You may have heard that at Mayo, doctors collaborate. But did you know that after their first five years all physicians within a single department are paid the same salary? During those first years, physicians receive “step raises” each year. After that, they top out ,and “he or she is paid just the same as someone who is internationally known and has been there for thirty years,” says Patterson. (“Most could earn substantially more in private fee-for-service practice.” he adds.)

“It doesn’t matter how much revenue you bring in,” Patterson explains, “or how many procedures you do. We’re all salaried staff—paid equally. This is very good for collegiality, and people working together,” he adds. “The culture here at Mayo doesn’t encourage egos. There is not the same cult of personality that you find at other places.”

At Columbia, by contrast, the pecking order is quite clear: even the furniture on the floor where a physician works tells him where he stands. “The floor we were on was perfectly fine,” Patterson recalls. “But if you walked up a few flights to ENT (ear nose and throat) surgery, it was a different world—dark wood paneling, different furniture… These surgeons bring in a much higher return for their time,” he points out, “and they do some things that require remarkable skill and training. At the same time, if a psychiatrist spends two hours with a patient, he may get $200, while all a dermatologist needs to do is get out the liquid nitrogen…”

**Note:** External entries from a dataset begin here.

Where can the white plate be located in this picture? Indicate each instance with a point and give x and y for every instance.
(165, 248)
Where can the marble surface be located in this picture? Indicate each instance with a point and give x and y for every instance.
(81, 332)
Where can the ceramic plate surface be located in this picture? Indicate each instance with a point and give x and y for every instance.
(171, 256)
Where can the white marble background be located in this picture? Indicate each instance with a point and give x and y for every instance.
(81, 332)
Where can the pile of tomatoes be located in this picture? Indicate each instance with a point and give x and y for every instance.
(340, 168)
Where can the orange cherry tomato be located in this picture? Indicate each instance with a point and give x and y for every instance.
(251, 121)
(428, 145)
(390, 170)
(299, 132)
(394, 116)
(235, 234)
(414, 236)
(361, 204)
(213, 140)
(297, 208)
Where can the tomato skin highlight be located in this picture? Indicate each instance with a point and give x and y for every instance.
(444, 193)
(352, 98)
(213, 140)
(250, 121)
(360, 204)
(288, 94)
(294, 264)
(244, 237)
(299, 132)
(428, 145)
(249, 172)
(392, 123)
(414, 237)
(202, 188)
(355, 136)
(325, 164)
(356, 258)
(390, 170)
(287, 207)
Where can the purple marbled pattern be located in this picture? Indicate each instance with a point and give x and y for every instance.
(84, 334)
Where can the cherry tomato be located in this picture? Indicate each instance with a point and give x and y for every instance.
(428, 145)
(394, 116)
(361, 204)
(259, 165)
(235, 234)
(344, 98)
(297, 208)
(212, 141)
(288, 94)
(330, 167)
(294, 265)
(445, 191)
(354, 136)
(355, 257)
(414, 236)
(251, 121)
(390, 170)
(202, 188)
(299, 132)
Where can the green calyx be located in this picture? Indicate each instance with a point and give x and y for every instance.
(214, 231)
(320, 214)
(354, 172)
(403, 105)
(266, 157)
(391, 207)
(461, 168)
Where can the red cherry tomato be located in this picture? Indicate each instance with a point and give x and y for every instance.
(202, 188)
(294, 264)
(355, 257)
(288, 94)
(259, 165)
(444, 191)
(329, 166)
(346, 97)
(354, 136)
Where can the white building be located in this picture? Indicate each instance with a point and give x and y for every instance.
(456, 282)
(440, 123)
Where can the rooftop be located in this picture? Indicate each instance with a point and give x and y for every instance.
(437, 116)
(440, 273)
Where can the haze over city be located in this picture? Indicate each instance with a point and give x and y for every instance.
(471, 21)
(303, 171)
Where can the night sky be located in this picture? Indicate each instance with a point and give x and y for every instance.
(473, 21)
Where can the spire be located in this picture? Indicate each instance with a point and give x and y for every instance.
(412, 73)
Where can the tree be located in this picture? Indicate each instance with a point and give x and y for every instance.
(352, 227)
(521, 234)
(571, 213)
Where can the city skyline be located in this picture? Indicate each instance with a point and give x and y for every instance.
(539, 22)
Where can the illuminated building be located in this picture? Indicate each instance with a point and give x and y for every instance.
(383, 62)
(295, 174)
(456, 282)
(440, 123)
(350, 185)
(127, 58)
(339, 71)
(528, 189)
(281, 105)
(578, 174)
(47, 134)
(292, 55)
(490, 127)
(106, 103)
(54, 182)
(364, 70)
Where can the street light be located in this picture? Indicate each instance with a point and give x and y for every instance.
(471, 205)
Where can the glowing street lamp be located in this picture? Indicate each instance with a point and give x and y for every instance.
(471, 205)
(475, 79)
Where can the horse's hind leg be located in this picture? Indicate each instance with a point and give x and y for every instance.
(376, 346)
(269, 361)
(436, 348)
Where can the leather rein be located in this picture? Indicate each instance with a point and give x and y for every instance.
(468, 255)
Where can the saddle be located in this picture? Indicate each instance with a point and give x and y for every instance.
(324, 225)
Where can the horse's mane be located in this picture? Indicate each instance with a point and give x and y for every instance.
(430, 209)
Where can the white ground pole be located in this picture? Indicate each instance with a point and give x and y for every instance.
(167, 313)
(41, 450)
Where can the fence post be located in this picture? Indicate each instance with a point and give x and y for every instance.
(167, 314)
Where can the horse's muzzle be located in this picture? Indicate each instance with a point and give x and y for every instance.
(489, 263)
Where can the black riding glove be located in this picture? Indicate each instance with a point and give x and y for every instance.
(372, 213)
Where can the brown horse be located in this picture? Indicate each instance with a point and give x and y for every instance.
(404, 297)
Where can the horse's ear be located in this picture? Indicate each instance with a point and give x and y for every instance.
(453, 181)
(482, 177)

The dermatologist can make $200 in a matter of minutes, just by zapping the harmless crusty brown patches on the back of a middle-aged patient commonly known as “barnacles of age.”

That celebrity turns on how much money a doctor brings in hardly unique to Columbia. “Traditional medical centers are much more hierarchical,” Patterson notes.

The article goes on to say how the filthy socialists have significantly lower spending and excellent care, they value the patient over the revenue generated per procedure, thinking and taking care of patients is valued more than one’s “revenue stream.”